Ms. Munagala DeviSri from the Department of Computer Science Engineering at Malla Reddy University, Hyderabad, presented FormEase Pro as an accessibility tool for web users with dyslexia. The extension combines real-time spelling correction, grammar validation before form submission, field response suggestions from stored user profile data, single-click form filling, font customisation including OpenDyslexic typeface support, and a Reading Ruler feature that follows the mouse cursor to help users maintain visual focus. The architecture pairs a Chrome browser extension with a Flask backend server. Form data is automatically saved every 30 seconds to allow recovery from crashes. The evaluator noted that handling specialised vocabulary (legal, medical) and variable HTML form structures remain ongoing engineering challenges.

Mr. Kayur Rameshbhai Babhaniya presented integration patterns for AI in iOS mobile applications using Core ML and Create ML in Swift. The architecture shifts from cloud-based ML to on-device ML, providing benefits including low latency, improved privacy through local data processing, and offline operation. The two principal application areas were image classification and text-based predictions, both achieving high accuracy in offline operation. Future directions included federated learning and AR technologies. Practical engineering knowledge of this kind is increasingly valuable for Parul University students entering B.Tech in IT and related programmes.

A research team from the Computer Science Department presented a no-code machine learning framework designed to allow non-programmers to build, evaluate, and use ML models on their own data. The motivation is the structural barrier between domain experts (cardiologists, farmers, educators) and the ML capabilities that could help them. The framework’s six-step pipeline automates Data Upload, Preprocessing (missing-value handling, categorical encoding, normalisation), Feature Selection, Model Selection (training Decision Tree, Random Forest, SVM, KNN, and Logistic Regression in parallel), Hyperparameter Optimisation via grid or random search, and Evaluation with full metrics including accuracy, precision, recall, F1-score, and confusion matrix. Future directions include support for deep learning architectures (CNNs, LSTMs, Transformers), real-time deployment via REST API, drag-and-drop workflow builders, and integrated Explainable AI techniques. The evaluator raised the class imbalance question (medical datasets with 95-percent majority class can be gamed by trivial classifiers) as a critical engineering area for the framework.
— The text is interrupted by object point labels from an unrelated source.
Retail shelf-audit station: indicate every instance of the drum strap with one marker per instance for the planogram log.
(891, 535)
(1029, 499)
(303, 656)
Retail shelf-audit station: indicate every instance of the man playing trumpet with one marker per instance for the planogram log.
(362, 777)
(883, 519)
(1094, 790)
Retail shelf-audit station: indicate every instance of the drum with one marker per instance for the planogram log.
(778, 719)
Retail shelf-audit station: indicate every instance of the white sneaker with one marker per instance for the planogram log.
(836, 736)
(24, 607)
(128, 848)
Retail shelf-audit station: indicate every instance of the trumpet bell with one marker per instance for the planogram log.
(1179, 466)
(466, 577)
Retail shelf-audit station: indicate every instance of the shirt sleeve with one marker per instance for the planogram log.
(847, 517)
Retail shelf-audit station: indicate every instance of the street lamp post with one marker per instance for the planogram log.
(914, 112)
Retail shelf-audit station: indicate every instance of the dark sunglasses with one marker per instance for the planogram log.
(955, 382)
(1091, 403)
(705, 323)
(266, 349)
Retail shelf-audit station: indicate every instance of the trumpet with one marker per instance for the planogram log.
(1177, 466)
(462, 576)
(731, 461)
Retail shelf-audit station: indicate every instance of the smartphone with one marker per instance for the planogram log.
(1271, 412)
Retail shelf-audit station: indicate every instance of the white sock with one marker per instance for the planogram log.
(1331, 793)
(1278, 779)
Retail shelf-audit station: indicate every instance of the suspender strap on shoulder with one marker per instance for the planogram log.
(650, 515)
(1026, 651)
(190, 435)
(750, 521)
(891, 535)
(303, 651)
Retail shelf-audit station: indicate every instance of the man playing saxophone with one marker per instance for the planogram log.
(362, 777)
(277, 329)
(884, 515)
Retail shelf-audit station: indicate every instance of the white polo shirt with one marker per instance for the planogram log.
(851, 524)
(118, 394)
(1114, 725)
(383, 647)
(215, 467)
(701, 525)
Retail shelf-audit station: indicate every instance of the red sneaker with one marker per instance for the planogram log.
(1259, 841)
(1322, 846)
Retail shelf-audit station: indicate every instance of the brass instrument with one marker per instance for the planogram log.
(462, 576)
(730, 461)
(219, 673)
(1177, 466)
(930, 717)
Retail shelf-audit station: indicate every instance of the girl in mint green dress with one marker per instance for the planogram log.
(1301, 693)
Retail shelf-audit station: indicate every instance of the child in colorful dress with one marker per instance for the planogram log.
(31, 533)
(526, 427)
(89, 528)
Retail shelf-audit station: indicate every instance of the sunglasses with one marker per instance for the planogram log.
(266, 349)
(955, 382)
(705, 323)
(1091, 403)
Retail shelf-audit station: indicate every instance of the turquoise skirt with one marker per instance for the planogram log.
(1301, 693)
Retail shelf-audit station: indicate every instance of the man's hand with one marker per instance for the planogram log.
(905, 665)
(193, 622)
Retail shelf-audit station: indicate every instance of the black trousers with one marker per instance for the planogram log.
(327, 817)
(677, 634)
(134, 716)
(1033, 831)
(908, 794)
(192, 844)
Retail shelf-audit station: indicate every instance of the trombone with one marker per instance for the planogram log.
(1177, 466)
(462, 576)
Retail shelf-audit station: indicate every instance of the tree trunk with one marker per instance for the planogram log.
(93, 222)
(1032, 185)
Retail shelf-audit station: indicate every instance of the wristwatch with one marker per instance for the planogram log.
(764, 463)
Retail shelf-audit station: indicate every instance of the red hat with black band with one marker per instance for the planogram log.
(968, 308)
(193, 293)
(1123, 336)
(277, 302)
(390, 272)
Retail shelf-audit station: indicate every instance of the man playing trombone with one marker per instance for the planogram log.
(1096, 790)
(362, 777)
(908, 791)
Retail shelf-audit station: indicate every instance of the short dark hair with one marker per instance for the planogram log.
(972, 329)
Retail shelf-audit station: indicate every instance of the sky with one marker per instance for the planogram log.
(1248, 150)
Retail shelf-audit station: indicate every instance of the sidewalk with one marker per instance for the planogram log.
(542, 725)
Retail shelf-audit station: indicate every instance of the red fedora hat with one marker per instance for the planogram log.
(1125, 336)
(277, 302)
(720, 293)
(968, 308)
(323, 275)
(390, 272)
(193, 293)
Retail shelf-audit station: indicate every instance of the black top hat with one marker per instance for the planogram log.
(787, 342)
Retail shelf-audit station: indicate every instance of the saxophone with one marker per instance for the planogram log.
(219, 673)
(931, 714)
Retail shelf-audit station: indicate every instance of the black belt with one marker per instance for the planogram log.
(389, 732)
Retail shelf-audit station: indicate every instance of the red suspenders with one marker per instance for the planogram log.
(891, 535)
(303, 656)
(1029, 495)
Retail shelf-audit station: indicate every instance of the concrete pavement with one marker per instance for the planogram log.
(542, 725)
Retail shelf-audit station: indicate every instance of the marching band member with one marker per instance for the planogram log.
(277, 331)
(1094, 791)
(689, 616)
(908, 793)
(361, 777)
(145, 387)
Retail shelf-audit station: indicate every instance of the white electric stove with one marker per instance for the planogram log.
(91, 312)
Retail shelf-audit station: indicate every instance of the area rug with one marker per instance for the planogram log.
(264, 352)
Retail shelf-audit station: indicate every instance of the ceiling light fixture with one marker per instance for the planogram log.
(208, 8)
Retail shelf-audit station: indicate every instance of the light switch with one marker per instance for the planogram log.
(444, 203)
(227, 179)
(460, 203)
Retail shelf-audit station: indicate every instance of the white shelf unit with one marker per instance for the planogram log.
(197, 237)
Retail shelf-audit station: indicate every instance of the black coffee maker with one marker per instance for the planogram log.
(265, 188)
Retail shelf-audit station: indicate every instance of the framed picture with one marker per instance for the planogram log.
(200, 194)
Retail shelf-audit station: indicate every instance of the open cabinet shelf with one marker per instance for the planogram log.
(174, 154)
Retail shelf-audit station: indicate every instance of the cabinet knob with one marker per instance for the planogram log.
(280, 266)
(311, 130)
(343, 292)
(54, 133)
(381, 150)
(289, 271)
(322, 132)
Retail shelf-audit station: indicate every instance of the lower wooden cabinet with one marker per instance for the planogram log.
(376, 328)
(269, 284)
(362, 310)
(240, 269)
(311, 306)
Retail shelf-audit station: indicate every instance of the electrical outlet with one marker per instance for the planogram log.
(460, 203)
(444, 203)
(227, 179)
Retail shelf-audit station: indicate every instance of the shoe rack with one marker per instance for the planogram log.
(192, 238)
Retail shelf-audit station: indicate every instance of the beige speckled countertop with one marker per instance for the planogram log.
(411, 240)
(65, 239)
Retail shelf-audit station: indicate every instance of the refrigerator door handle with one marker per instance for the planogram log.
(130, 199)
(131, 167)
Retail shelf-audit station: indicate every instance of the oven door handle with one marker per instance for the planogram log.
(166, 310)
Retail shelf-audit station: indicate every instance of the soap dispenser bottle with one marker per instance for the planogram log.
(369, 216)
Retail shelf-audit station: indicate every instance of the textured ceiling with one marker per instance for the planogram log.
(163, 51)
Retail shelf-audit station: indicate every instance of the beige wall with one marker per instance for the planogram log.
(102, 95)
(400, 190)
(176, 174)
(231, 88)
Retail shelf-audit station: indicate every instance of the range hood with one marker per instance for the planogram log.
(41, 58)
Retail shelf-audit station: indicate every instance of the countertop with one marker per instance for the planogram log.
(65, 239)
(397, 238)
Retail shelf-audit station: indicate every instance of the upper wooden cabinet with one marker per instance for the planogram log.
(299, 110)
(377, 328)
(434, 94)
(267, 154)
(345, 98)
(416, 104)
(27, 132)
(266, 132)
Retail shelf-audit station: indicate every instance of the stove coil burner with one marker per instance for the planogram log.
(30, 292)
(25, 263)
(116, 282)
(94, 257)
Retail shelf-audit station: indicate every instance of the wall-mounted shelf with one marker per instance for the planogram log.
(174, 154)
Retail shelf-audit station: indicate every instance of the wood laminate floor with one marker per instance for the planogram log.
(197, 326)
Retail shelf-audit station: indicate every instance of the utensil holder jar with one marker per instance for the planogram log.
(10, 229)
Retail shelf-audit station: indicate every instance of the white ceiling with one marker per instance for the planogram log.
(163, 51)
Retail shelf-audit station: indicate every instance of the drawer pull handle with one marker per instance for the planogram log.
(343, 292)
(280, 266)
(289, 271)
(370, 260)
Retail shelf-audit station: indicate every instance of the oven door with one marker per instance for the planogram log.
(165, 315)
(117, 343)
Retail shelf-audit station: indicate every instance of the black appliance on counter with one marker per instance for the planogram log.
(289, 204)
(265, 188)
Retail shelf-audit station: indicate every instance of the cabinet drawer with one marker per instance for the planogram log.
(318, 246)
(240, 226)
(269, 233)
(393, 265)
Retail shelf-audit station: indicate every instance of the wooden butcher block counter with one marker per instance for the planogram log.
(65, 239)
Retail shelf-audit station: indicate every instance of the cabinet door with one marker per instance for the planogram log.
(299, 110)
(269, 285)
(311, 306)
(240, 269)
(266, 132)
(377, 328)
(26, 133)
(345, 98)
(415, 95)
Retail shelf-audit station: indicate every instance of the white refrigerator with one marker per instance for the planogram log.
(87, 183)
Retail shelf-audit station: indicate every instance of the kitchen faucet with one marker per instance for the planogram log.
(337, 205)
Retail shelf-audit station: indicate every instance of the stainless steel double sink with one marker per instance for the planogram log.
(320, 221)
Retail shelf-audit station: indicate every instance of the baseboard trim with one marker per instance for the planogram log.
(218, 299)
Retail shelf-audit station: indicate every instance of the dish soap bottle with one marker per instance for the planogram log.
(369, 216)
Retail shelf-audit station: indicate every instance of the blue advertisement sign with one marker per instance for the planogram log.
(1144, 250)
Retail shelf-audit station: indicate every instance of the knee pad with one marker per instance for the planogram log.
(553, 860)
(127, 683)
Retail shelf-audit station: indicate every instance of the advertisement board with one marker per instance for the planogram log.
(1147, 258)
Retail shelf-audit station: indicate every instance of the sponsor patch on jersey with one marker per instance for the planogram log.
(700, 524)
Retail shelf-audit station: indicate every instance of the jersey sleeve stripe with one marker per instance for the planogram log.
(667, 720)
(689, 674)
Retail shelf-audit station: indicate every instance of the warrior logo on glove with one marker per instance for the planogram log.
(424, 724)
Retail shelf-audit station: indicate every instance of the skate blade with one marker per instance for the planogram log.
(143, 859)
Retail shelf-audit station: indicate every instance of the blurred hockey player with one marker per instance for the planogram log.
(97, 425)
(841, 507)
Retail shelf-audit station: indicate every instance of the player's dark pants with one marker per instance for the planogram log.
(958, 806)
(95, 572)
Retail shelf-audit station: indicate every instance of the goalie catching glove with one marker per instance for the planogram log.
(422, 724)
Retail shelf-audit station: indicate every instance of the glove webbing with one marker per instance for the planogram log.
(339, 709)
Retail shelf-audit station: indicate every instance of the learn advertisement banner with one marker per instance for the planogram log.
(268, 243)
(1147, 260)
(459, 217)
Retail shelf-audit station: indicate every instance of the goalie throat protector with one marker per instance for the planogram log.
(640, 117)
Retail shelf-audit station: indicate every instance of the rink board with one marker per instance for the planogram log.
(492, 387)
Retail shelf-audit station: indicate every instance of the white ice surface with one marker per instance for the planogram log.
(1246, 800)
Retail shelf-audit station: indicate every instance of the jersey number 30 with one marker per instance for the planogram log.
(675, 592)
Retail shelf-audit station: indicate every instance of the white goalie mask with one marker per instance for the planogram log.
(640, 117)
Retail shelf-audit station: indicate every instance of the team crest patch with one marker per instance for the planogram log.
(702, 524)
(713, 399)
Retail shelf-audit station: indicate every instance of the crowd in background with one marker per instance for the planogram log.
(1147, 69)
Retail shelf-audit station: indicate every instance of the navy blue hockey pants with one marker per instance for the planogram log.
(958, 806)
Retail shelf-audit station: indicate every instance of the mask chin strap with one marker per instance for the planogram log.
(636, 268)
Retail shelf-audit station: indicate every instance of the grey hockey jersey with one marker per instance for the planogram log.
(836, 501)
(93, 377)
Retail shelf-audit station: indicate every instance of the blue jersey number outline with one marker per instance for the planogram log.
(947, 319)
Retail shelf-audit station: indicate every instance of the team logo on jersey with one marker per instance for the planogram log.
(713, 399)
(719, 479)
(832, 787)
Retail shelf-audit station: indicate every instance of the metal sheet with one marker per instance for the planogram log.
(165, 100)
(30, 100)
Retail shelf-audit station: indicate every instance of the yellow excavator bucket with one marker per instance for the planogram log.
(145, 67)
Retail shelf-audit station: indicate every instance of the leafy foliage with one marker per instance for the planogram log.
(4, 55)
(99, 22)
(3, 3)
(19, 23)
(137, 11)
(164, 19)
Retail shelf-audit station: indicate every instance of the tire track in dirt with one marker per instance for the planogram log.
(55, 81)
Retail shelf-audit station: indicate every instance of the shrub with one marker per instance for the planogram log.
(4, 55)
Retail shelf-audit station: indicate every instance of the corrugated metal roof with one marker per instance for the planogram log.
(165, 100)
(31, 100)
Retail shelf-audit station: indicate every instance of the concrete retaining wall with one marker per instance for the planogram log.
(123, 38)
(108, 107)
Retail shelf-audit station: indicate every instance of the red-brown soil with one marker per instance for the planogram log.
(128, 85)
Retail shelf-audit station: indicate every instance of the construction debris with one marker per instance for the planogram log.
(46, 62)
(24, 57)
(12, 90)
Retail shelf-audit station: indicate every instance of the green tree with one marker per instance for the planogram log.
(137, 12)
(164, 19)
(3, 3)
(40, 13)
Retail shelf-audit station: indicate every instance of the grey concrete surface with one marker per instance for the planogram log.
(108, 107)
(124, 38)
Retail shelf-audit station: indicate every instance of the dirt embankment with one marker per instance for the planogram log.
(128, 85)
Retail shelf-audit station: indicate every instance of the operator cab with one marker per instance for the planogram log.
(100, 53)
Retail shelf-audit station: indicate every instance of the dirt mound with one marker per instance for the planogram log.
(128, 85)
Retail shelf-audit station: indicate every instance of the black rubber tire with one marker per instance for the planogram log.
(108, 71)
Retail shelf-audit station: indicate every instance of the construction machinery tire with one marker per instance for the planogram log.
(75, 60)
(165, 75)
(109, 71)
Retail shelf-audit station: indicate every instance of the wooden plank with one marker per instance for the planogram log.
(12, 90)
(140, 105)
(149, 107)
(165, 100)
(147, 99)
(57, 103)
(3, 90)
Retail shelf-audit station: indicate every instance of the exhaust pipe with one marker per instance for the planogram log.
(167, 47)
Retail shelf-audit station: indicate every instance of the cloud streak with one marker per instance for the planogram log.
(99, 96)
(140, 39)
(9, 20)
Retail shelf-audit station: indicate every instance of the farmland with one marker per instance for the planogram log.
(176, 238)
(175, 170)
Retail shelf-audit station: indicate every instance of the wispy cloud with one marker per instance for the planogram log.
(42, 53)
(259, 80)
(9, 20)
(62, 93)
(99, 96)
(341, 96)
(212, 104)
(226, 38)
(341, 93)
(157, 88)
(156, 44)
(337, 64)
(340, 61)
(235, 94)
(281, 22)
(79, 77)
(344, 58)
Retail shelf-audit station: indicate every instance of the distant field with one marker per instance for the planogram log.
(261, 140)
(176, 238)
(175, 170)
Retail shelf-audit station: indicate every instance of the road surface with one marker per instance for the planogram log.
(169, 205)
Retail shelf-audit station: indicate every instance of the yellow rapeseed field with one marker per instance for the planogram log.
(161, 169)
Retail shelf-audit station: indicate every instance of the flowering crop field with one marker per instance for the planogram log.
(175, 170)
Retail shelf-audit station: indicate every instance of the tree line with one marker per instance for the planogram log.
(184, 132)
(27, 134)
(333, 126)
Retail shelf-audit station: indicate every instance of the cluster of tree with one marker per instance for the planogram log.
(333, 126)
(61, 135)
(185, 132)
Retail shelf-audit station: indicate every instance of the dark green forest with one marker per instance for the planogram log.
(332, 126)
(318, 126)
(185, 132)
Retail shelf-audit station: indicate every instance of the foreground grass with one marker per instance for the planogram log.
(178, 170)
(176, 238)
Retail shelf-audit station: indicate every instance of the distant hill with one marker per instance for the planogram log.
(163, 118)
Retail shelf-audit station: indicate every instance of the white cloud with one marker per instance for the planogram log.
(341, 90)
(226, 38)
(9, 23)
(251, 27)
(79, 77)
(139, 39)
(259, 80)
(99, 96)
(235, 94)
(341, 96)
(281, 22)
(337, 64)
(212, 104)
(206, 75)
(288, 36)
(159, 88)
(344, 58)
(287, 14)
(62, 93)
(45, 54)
Across the twenty-two papers, the breadth of application domains is itself the headline. Healthcare from postpartum mental health to brain tumour imaging. Agriculture from leaf disease to multilingual advisory systems. Education from performance prediction to language-specific question answering. Recommender systems for fashion and films. Computer vision from satellite surveillance to image captioning. Civilian safety in armed conflict, secured wearable health monitoring, deepfake detection. Energy infrastructure from microgrids to river forecasting. Accessibility for dyslexic web users. Mobile ML on Apple’s stack. Democratisation of ML for non-programmers.

What unifies the work is not technique but framing. Across all twenty-two papers, the researchers were not building general-purpose models for academic benchmarks alone. They were applying machine learning to specific real-world problems with measurable consequences. Several of the papers carried explicit social grounding: civilian survival in war zones, accessibility for systematically underserved populations, mental health detection, agricultural advisory for small farmers. The shift in Indian academic AI from technique-focused to application-focused work was visible across the session.

The Faculty of Engineering and Technology at Parul University, which hosted PiCET 2026, anchors this kind of work across the B.Tech in Computer Science Engineering, the B.Tech in AI and Machine Learning, the M.Tech in Computer Science Engineering, and the Ph.D. in Engineering and Technology. The new Lakshya 2047 fifteen-laboratory infrastructure provides the computational and software environment that contemporary applied ML research depends on.